“Life starts to happen outside your comfort zone” ….
It sure does.
Nicole and I went to a seminar for women in business last week. Fempire “The future is female”! It was of course amazing for my newly developing business brain, but I never imagined that I would take so much personally away from it.
I had a comfortable life: – I was happy enough being a wife, a mother and working to help support my family. I was safe, or I thought I was. When it came to my career, I was content. I had ‘fallen” into the hair and beauty industry and liked it well enough but I didn’t always feel good enough (even though now I know I was actually pretty good and if I had chosen to, I could have been better) I didn’t think I had more in me as I was stunted by my own thoughts and feelings about who I was and cared way too much what other people thought. So, when it all fell apart, I never imagined that my life would actually fall together.
In the last year I have had some big changes. One of these was a complete change in career. I went from hairdressing to working in an Equine Vet practice, you couldn’t pick two careers so different, but I loved working with the horse’s and I found out I was pretty good with them. In my business I had gained a little social media marketing experience and had done my own admin but working at the vet I learned so much more on a whole different scale. I had the opportunity to grow in a different way. I had gotten comfortable, I thought I was able to “hide” from any personal problems (ha what a joke) and I felt safe again. So, it was a shock when it came time to leave the vet, everything happens for a reason though and I would never have considered what I am doing now without the lessons I learned from working with them.
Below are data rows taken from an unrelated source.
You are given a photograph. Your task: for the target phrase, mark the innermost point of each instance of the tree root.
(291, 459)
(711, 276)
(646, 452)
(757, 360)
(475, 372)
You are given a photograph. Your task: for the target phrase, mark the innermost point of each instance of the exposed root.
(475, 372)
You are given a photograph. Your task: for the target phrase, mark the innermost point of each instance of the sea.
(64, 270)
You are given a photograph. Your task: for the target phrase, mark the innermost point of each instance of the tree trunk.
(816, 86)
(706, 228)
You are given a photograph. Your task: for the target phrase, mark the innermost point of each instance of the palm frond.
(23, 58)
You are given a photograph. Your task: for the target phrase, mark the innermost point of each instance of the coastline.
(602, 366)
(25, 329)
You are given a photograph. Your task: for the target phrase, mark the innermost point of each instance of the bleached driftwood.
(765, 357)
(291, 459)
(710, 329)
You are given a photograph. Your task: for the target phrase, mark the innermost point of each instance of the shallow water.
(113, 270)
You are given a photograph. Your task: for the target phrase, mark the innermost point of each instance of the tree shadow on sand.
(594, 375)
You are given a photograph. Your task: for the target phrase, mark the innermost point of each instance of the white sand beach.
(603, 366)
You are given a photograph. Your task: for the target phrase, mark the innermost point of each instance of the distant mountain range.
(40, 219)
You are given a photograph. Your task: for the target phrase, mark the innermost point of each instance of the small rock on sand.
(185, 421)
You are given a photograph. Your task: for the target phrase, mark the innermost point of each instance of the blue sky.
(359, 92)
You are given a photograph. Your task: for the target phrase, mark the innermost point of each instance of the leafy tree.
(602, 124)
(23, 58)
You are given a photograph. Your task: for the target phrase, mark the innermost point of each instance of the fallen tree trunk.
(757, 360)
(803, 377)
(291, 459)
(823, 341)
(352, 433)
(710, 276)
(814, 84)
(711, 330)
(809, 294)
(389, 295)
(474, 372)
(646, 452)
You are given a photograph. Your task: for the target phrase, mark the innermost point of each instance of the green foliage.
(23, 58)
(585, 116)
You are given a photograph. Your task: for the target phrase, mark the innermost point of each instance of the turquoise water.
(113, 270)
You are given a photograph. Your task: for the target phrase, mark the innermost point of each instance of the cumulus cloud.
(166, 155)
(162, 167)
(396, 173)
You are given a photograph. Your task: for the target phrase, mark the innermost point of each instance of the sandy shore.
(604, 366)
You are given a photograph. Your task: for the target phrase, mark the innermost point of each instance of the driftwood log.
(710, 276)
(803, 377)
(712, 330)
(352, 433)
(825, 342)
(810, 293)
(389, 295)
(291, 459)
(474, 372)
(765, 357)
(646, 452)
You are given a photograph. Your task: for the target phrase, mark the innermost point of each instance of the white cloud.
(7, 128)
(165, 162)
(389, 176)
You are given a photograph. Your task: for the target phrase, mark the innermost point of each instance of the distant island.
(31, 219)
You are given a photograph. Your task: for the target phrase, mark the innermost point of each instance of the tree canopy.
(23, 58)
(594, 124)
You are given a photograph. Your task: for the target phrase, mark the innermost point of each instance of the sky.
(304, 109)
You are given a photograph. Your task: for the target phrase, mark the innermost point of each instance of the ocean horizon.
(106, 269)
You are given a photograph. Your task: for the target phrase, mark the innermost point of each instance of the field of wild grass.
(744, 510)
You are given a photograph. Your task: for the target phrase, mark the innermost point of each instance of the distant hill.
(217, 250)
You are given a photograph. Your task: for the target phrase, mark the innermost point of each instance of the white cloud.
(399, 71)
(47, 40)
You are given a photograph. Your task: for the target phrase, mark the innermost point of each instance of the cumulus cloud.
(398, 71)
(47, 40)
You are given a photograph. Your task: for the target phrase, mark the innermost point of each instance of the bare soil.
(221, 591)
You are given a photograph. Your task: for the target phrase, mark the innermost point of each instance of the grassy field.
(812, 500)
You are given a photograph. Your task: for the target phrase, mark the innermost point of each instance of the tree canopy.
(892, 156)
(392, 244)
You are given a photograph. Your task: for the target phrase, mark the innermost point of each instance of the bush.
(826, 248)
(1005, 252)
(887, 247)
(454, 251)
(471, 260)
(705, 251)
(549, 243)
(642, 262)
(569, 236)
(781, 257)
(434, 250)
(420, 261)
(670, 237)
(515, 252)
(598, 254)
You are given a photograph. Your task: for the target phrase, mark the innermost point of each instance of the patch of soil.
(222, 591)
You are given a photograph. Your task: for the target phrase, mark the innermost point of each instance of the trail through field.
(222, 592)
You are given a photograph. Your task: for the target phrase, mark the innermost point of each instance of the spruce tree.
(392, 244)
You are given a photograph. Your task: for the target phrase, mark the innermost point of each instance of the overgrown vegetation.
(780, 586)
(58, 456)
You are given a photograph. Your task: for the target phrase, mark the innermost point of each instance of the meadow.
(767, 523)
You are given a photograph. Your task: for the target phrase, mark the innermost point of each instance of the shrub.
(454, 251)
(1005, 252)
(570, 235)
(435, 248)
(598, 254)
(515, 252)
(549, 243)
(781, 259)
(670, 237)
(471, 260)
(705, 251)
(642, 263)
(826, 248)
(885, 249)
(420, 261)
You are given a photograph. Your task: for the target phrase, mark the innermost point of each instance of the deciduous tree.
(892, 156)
Now I’m uncomfortable, personally and professionally… and life is happening. I’m single and almost an empty nester. I’m working with Quick Property, hairdressing 2 days a week and working in disability to spend time with family and make ends meet.
And on top of all that for the first time in 11 yrs I’m studying again, this is really uncomfortable for me because anyone who knows me, knows how much I struggled in high school. I never really had a direction, I was always distracted and was more of a hands-on learner, I loved the creative side of it. Art was my thing but even then, I didn’t believe I was good enough. So now with the Real Estate course, my negative self-talk likes to creep in and say things like “who are you kidding, you can’t do this”, “you won’t finish it” and my biggest fear “you’ll disappoint them”. But I can’t let those thoughts win because if I do, it will be me that I’ll disappoint, and I refuse to let myself down.
So, I’m learning to pick up on my weaknesses, recognizing when I put myself down and starting to work on positive self-talk instead of negative. I’m putting strategies in place and prioritizing the most important things first. I’m making vision boards, visualizing success and surrounding myself with all the things that inspire me to be a better person. I’m choosing to be around people that I respect. I’m investing in myself and because of that I’m growing personally and professionally.
The future is looking bright so I’m getting comfortable with being uncomfortable and I’m going to let life happen.